Lo primero que nos ha pasado desde tu muerte es
tiempo, por la otra cara, historia, cumplimiento en cosas y obras;
también imposibilidades, porque en este camino no se empieza por segunda
vez. Tú mismo estás más sumergido en tiempo. Ya hay quien
te ignora, quien no reacciona a tu nombre, como ese locutor de la
televisión que preguntaba a una poetisa—Julia Uceda, para que no
se tome a invención—”¿Y por
qué hace usted una tesis doctoral sobre un poeta tan desconocido?”
(¿Verdad que duele, José Luis?) El de febrero de 1962 se han
cumplido—nadie lo recordó en los periódicos—quince
años de tu muerte. ¡Una
generación, según Ortega, ya bien metido él en los altamares de la muerte. Te morías en un sanatorio de
Chamartín de la Rosa, en tu caso no tan
sanatorio. En el Chamartín del cardo, del
perro muerto y de la lata, de Dámaso Alonso; en el de Napoleón,
en 1808; en el de tu cementerio, que desaparece. ¡Un cementerio que
desaparece! Ni la muerte aparece estable. El Campo de las Calaveras, en la prolongación
de Guzmán el Bueno—ahí va ese cuchillo para que
degüellen a mi hijo—, era un cementerio romántico hasta hace
casi cuatro días, pues viven quienes le conocieron. Ahora es un campo de
fútbol, José Luis. Demasiado claro todo para poder entenderlo,
¿no crees? Calavera, balón. Todo redondo, dando tumbos a patada
limpia al hoyo irregresable.
También han pasado veinticinco años
desde que murió Valle-Inclán—Santiago,
6 de enero de 1936—y don Miguel de Unamuno—Salamanca,
31 de diciembre de 1936, ya con sangre fraterna hasta la boca—. ¡Qué
año, 1936! (Por cierto que ahora se empieza a descubrir que
Valle-Inclán hizo el mejor teatro de su
tiempo. Algunos esperpentos son tan audaces que aún no les ha llegado su
día, como Los cuernos de don Friolera. Y don Ramón es un
clásico rebelde: todavía la sangre en llamarada no se le ha
convertido en mármol, sino en semilla.)
Quince años—el tiempo de una
generación, según Soulavis, muerto en
1813—es sazón revisionista crítica, no sólo
panegírica. ¿Qué ha quedado de ti, Pepe Luis? Yo no vengo
con la criba pormenorizadora, ni siquiera con el
harnerillo amistoso, aunque puedo asegurar objetivamente, como hecho que
está ahí, que ha crecido tu nombre afirmándose tu obra,
borbotón humano que no cesa ni cesará mientras los hombres tengan
que morir, en tanto vivamos perpetuamente condenados a muerte. ¿Habéis
meditado en que somos unos irresponsables condenados a muerte? ¿No
seremos demasiadas cosas los pobres hombres en cuanto nos damos cuenta? Porque
se nos ha llamado animal político, racional, trabajador—faber—, jugador—ludens—,
itinerante, lamentable, irrepetible, sagrado: mala bestia, padreador,
risueño y risible, lector—en lo que sí parece que el hombre
se diferencia de los demás animalejos—, mortal…. Y hombre
con nombre y apellidos, y de carne y hueso, y adscrito a una patria, a un clan,
a una familia, a un mundo, a un sistema, a un tiempo—conciencia
situada, dolorida…—. ¿Están más claras las
cosas ahora? Porque todo eso también es verdad y no acaba de ser
la verdad satisfactoria, más allá de lógicas y
convenciones previas. (Por ser, el hombre es, en una de sus degradaciones
actuales, hasta hincha de un club de fútbol.)
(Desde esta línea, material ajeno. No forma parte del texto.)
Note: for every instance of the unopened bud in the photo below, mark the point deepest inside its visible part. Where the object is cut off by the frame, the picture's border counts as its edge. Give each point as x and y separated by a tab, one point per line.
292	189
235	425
Eres inmortal, José Luis—ahora que
eres inenmendable muerte—, porque hablaste,
cantaste con todo el conocimiento, potenciado sentimentalmente, de los muertos.
¿Verdad que parece pueril juego
paradójico, contradicción sin salida: ¡ser inmortal por
haber cantado, vivido la muerte! Después de quince años, tus
poemas son de todos y para siempre, no actuales y pasajeros, anecdóticos
y confusos, neblinosos en cuanto pasan, como hojas de calendario, en tanto se
particularizan y se hacen historieta privada, crónica intrascendente o
farsa infame.
Algunos nombres de mis cartas anteriores no
aparecerán con tanto cariño, incluso ni aparecerán. (Los
hombres, deshumanizados, se han quedado en nombre canjeable.) Otros han sido borrados
del corazón, donde han dejado cicatrices de asco, aunque suenen en la
pluma. El tiempo les ha matado, puesto a flor de ojo y hasta de olfato, lo que
llevaban dentro, detrás de la máscara farsante. Ellos dicen que
les ha forzado la necesidad, como si no hubiese obligaciones más altas. El
caso es que ya algunos no nos miran a la cara como antes, ni se alegran al
vernos, y hasta bajan la vista: les acusa nuestra presencia, nuestro ir a pie,
en el Metro o en el tranvía, nuestra pequeñez. Debemos de
ser limpios cuando no somos nada, pues anda por ahí mucho personaje de
peor madera y menos talla moral.
Tú ya eres inmortal, Pepe Luis.
¿Sirve eso para algo? ¿Qué nos aguarda a los demás?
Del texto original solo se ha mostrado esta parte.